Unlike equities which trade predominantly on-exchange, fixed income has by far fewer retail investors, more buy-and-hold positions (e.g. investing from insurance companies), and overall simply many more individual assets. After all, a single company like AT&T can have one stock ticker yet 200+ tranches of debt outstanding. All of these have helped the traditional market leaders maintain high barriers to entry in bond trading; for example, see FINRA Regulatory Notice 19-12 about a proposed pilot program limiting corporate bond block trade information. MarketAxess is at the forefront of making bridges across such moats as it leads the adoption of electronic bond trading and thus is set to capture and create large amounts of value.
The high network effects inherent in digital platforms and marketplaces create large first-mover advantages. In recent months, US investment-grade and high-yield corporate bond trading averaged $26.7B per day, of which ~$6B (22.5%) was through MarketAxess, which is 40% more than their-next largest competitor in that space (Tradeweb).
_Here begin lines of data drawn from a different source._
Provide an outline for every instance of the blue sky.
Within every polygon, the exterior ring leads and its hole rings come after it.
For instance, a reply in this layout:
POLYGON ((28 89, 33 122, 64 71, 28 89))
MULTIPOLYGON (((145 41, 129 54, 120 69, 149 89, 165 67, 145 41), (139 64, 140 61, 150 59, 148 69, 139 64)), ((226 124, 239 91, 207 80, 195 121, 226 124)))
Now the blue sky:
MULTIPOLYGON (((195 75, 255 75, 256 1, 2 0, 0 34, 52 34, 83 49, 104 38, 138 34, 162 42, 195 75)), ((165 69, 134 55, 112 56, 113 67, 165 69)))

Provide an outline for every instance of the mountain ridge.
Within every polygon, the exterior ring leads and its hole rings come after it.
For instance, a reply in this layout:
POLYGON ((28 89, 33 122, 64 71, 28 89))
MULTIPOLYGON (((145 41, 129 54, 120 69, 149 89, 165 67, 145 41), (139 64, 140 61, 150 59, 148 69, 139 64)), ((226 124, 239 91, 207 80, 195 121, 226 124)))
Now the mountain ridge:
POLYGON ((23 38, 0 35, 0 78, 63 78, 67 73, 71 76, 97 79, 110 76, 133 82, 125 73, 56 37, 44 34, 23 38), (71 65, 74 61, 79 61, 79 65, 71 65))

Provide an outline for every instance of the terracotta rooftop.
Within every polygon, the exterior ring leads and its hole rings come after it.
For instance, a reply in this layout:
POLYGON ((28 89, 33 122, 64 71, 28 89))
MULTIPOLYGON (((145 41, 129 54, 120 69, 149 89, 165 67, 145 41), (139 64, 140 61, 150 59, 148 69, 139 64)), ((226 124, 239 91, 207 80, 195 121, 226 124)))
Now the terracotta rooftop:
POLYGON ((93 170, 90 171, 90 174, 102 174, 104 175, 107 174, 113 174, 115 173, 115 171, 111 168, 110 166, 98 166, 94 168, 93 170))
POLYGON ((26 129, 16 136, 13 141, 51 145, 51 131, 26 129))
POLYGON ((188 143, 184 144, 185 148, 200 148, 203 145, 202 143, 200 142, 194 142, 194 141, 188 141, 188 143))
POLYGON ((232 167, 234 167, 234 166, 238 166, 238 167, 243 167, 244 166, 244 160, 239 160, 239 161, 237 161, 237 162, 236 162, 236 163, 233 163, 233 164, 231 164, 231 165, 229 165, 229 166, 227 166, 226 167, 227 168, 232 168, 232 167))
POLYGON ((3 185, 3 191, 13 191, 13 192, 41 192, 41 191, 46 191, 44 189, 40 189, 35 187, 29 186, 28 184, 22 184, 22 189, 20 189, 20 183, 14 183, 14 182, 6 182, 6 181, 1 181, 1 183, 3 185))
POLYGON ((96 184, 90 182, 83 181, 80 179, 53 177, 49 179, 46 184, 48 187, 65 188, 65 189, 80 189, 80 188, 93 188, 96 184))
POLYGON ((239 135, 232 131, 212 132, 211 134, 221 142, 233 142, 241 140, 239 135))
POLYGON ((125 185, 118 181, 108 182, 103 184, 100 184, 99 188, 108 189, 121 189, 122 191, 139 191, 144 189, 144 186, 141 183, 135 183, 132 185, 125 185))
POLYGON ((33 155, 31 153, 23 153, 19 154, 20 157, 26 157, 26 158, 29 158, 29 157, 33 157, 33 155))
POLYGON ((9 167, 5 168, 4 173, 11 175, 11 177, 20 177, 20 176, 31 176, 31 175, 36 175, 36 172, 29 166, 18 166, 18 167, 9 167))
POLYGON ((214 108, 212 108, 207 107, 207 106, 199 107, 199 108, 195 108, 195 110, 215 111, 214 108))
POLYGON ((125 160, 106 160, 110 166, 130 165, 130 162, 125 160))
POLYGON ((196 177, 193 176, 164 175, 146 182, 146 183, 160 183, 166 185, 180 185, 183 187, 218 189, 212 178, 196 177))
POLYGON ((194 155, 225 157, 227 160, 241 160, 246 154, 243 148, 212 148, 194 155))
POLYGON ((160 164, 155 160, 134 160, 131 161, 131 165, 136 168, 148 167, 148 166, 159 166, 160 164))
As US assets represent about 1/3rd of the global fixed income markets (i.e. the largest subclass), winning here and attracting more and more users naturally feeds growth and eventual domination in other bond markets as well. The firm is already leveraging its might by acquiring once-peer LiquidityEdge to gain access to the giant US Treasury market and similarly expanding into Eurobonds, emerging markets, and muni bonds.
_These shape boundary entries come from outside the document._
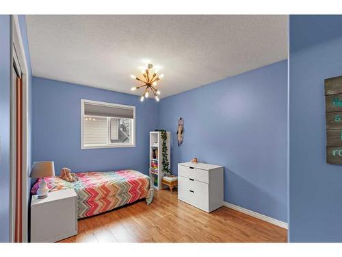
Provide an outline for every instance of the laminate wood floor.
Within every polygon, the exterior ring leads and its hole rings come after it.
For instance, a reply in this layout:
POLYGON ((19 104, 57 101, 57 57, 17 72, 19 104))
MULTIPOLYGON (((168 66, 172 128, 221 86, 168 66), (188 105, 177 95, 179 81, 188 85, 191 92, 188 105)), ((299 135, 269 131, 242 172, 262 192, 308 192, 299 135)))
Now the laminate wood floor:
POLYGON ((207 213, 179 201, 176 191, 78 221, 60 242, 286 242, 285 229, 226 207, 207 213))

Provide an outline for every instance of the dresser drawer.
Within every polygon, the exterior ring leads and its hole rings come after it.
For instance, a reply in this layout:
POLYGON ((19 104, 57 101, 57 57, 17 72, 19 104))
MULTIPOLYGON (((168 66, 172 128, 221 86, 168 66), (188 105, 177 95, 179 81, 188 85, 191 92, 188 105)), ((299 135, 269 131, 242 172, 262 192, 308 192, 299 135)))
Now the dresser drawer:
POLYGON ((188 178, 179 176, 179 199, 208 211, 209 185, 188 178))
POLYGON ((209 172, 192 167, 178 165, 178 175, 202 182, 209 183, 209 172))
MarketAxess is also well situated in these new areas to win as a result of regulations like MiFID II in Europe, which among myriad other topics require greater visibility into bond trading. The natural effect of this pushes trades onto exchanges and digital platforms in order to restore liquidity in a way compatible with new rules. Though similar changes may be slower to come to the US markets (see the FINRA pilot program mentioned above), over time whether via regulatory impetus and / or simply user demand, the significantly better transparency offered via exchanges is expected to naturally shift trading volume towards the likes of MarketAxess.
Economists tend to view technological advances as manifesting in the form of cost reductions. Providing greater liquidity, efficiency, transparency, and pricing discovery benefits everyone (except the entrenched broker-dealears) in the corporate bond ecosystem. In the investment grade space alone, MarketAxess had saved users more than $200M already in 2018 relative to traditional trading methods, an amount sure to have increased in 2019 and even further going forward. The firm uses this entry point to then cross- and up-sell higher-value services, like Transaction Cost Analysis or automated post-trade compliance reporting functions.
Increased efficiency in bond trading trickles down to “mom and pop” investors as well, who tend to engage in the asset class via bond funds. As smaller trades become less costly to execute, fees passed on the end-investor fall and attract more inflows. While very large-scale bond trades from the institutional investors still dominate volumes, smaller ones are getting easier and more common alongside electronification. This value gets shared throughout the fund system and results in all participants down the chain saving as well, even if they don’t directly engage with the newer technology themselves.
In short, MarketAxess captures value by more efficiently intermediating via its all-to-all platform for fungible bond transactions (like Uber) and creates value by also supplying associated products and services (like Amazon). MarketAxess, its users, and bond investors win big together, and some massive financial institutions lose a little.